Table 1.
Thermodynamic parameters for unfolding of free Ub, free Bn, and the Bn domain of BU. Bn and BU parameters are determined from multi-wavelength fits of fluorescence data. Ub parameters are obtained from fitting CD ellipticity at 230 nm. Sample conditions are 1–2 μM protein, 10 mM sodium acetate (pH 5.0), 0.1 M NaCl, 10 °C. Reported values are the averages of three measurements. Standard deviations are typically ± 0.2–0.4 kcal·mol−1 (ΔGappH2O), ± 0.1–0.3 kcal·mol−1·M−1 (mapp), ± 0.01–0.02 M (Cm).

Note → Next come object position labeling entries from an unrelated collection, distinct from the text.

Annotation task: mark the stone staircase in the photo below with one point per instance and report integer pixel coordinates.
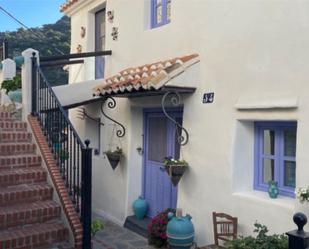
(29, 217)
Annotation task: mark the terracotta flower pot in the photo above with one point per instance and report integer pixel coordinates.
(175, 172)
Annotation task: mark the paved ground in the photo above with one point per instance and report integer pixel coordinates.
(116, 237)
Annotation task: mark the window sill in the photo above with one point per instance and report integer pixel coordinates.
(281, 201)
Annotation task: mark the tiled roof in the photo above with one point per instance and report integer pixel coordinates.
(67, 4)
(147, 77)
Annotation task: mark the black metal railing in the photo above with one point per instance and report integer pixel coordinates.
(73, 157)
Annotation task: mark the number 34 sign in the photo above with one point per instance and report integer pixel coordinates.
(208, 98)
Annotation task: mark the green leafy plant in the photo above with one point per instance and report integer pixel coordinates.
(157, 229)
(11, 85)
(261, 241)
(302, 194)
(96, 226)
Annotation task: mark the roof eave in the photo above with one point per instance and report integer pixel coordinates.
(75, 7)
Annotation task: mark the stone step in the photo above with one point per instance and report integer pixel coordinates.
(22, 161)
(13, 126)
(25, 194)
(137, 226)
(22, 176)
(33, 236)
(7, 149)
(28, 213)
(15, 136)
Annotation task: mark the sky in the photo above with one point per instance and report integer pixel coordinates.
(33, 13)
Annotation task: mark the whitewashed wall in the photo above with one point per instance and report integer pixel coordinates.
(252, 53)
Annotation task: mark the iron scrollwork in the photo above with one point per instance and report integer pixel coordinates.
(111, 103)
(175, 100)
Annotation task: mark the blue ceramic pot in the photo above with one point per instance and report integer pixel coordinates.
(273, 190)
(140, 208)
(180, 232)
(15, 96)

| Protein | Variant | ΔGappH2O (kcal·mol−1) | mapp (kcal·mol−1·M−1) | Cm (M) |
|---|---|---|---|---|
| Ub | WT | 6.9 | 1.9 | 3.63 |
| Ub | R42E | 7.2 | 1.8 | 4.00 |
| Ub | K29Q | 6.7 | 1.8 | 3.72 |
| Ub | K29N | 5.7 | 1.9 | 3.00 |
| Ub | V26A | 4.4 | 2.1 | 2.10 |
| Ub | V26G | 1.8 | 2.5 | 0.72 |
|
| ||||
| Bn | WT | 11.8 | 4.6 | 2.58 |
| Bn | I96V | 8.9 | 3.8 | 2.38 |
| Bn | I96A | 8.7 | 4.5 | 1.96 |
|
| ||||
| BU | WT | 3.8 | 4.3 | 0.87 |
| BU | R42E | 3.7 | 4.2 | 0.87 |
| BU | K29Q | 3.6 | 4.0 | 0.90 |
| BU | K29N | 4.0 | 3.8 | 1.04 |
| BU | V26A | 7.3 | 4.6 | 1.57 |
| BU | V26G | 7.5 | 4.8 | 1.56 |
| BU | I96V | n.d.a | n.d. | 0.72b |
| BU | I96A | n.d. | n.d. | 0.35b |
a
Not determined due to insufficient native baseline.
b
Obtained from constrained fits of Fmax values (see text).